Некто «Праздношатающийся» (этот тип навсегда полюбится писателю) заявляет, что, по его мнению, железные дороги могли бы «значительно подвинуть нашу торговлю». Но его собеседник, «важно и с расстановкой», переводит тему из прагматической в мировоззренческую плоскость: «Да-с, это точно… чугунки, можно сказать, нонче по Расеи первой сюжет-с… Осмелюсь вам доложить, ездили мы с тятенькой летось в Питер, так они до самого, то есть, Волочка молчали, а как приехали мы туда через девять-ту часов, так словно закатились смеючись. Я было к ним: Христос, мол, с вами, папынька! – так куда! “Ой, говорят, умру! эка штука: бывало, в два дни в Волочок-от не доедешь, а теперь, гляди, в девять часов, эко место уехали!” А они, смею вам объясниться, в старой вере состоят-с!»
Как видно, для Салтыкова (и его Щедрина), в отличие от Некрасова, проблема охраны труда железнодорожных строителей посредством изящной словесности не представляла значительного интереса. Другое дело – железная дорога как новая реальность российской жизни, а самое главное то, как Россия приспосабливает «под себя» эту реальность.

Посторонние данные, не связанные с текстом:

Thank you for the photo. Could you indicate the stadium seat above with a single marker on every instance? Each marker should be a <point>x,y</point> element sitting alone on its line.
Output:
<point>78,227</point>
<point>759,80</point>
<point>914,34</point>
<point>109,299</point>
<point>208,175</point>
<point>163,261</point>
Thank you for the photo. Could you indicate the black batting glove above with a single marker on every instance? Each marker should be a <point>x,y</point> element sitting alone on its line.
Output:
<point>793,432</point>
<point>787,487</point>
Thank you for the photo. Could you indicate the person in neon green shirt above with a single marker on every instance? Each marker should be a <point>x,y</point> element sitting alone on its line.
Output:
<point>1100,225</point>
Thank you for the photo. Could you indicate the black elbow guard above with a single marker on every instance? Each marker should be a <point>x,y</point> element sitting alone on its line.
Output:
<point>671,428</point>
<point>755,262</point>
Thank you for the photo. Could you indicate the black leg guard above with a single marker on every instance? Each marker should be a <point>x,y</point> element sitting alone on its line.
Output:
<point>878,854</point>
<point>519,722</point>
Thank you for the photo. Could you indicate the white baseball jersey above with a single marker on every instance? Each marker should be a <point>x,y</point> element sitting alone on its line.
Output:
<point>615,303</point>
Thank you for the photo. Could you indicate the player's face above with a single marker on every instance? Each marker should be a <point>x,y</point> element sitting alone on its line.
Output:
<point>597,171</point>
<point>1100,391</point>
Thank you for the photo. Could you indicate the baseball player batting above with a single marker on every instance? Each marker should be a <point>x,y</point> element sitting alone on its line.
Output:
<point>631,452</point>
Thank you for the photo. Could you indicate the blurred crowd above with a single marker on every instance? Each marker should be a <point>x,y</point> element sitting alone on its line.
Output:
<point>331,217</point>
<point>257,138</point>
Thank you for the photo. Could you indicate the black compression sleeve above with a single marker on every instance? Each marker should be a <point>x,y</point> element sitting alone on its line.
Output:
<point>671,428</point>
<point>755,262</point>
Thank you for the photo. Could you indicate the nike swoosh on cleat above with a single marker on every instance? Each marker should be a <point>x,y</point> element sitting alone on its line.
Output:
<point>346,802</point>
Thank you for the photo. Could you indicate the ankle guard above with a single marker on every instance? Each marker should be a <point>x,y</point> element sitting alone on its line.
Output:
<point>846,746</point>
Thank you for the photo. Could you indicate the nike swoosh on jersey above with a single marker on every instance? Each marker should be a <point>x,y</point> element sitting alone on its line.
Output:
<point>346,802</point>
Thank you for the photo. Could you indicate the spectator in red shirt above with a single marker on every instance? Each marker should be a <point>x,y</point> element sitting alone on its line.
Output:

Сцена с Праздношатающимся, где обсуждаются преимущества и коварные стороны «чугунки», завершается его многозначительно вопросительной репликой: «С одной стороны, старая система торговли, основанная, как вы говорили сами, на мошенничестве и разных случайностях, далее идти не может; с другой стороны, устройство путей сообщения, освобождение торговли от стесняющих её ограничений, по вашим словам, неминуемо повлечёт за собой обеднение целого сословия, в руках которого находится в настоящее время вся торговля… Как согласить это? как помочь тут?»